Consistently rated as one of the very best train trips in the world, the Oslo-Bergen railway is exciting, serene, and simply breathtaking. The track running from Oslo to Bergen is the highest rail journey in Europe, over Europe’s highest mountainous plateau. It’s just as busy in winter as in summer, when the clear lakes reflect the icy peaks as the train shuffles skiers to the ski resorts. The bridges arch over meadows and rivers, and you’ll speed through hand-carved tunnels to more bewildering landscape until you pull up to the quaint seaside village of Bergen.
A coastal village with a long and prestigious history, Bergen is a storybook vision sitting among the fjords. There are all sorts of reminders of a significant past among the colorful wooden houses lining the pristine old quarter of Bryggen by the water, and an array of cute and quirky old buildings dotting the seven hills and seven fjords that surround the city. You’ll have your choice of art galleries, boutiques, and delicious restaurants, but simply walking around the narrow streets of the city will be one of the most memorable parts of your visit. When you’re ready for some new scenery, it won’t take long to get to the natural wonders that Norway is known for.

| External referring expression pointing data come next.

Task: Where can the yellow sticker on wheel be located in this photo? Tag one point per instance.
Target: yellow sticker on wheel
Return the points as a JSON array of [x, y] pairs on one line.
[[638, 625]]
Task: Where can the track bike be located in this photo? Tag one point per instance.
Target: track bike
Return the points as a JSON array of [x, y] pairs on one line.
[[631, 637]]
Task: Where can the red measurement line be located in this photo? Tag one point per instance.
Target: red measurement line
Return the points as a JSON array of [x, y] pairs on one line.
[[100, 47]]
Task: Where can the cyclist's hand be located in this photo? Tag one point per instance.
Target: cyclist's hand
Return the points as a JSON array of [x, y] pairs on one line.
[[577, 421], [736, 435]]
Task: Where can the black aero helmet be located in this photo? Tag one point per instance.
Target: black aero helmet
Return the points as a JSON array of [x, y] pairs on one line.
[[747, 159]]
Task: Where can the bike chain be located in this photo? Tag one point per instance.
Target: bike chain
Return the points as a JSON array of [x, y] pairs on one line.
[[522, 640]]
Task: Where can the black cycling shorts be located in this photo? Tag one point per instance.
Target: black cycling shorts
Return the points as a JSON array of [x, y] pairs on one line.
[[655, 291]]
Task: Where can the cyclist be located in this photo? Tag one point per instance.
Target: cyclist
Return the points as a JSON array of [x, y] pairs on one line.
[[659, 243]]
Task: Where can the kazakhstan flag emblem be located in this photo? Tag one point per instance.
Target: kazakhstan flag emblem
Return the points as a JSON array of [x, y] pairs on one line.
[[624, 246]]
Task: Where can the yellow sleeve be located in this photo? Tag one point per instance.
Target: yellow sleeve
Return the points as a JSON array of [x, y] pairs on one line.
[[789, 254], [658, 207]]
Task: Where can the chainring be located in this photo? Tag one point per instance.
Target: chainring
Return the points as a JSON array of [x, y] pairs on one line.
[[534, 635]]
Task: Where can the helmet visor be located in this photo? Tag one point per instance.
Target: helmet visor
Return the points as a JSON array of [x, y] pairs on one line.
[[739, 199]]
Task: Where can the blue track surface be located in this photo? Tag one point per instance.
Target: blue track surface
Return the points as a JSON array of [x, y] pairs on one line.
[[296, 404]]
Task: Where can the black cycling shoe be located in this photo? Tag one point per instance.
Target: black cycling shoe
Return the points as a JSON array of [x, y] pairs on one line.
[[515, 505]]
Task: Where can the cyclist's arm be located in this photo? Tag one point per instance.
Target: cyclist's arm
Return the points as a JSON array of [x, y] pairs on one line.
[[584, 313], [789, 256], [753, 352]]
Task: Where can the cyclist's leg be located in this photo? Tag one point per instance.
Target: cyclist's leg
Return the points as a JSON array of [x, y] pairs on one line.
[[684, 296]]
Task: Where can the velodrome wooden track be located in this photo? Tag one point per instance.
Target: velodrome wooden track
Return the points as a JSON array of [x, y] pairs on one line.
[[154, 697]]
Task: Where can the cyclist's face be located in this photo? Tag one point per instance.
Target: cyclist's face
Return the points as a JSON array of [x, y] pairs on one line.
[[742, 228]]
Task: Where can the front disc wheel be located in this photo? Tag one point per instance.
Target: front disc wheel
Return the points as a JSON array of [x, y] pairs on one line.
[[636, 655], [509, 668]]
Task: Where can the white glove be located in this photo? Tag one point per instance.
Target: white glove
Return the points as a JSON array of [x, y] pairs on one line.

If you’ve come this far north, you owe it to yourself to make the last leg of the trek up to the Arctic wilderness of Svalbard. Literally covered in glaciers, this icy landscape is home to some wildlife you won’t see elsewhere in the country, especially polar bears – they outnumber people in this region. It is one of the most dramatic scenes you will ever witness, with bear swaths of icy land, eroded peaks, and enigmatic ice fields. Take a hike over the glaciers, fly across the land with the help of a dog sled, or hop on a boat trip for a trip around the still waters and primitive stony outcrops. Any way you choose to see it, Svalbard is mesmerizing, and as close to the North Pole as you can get.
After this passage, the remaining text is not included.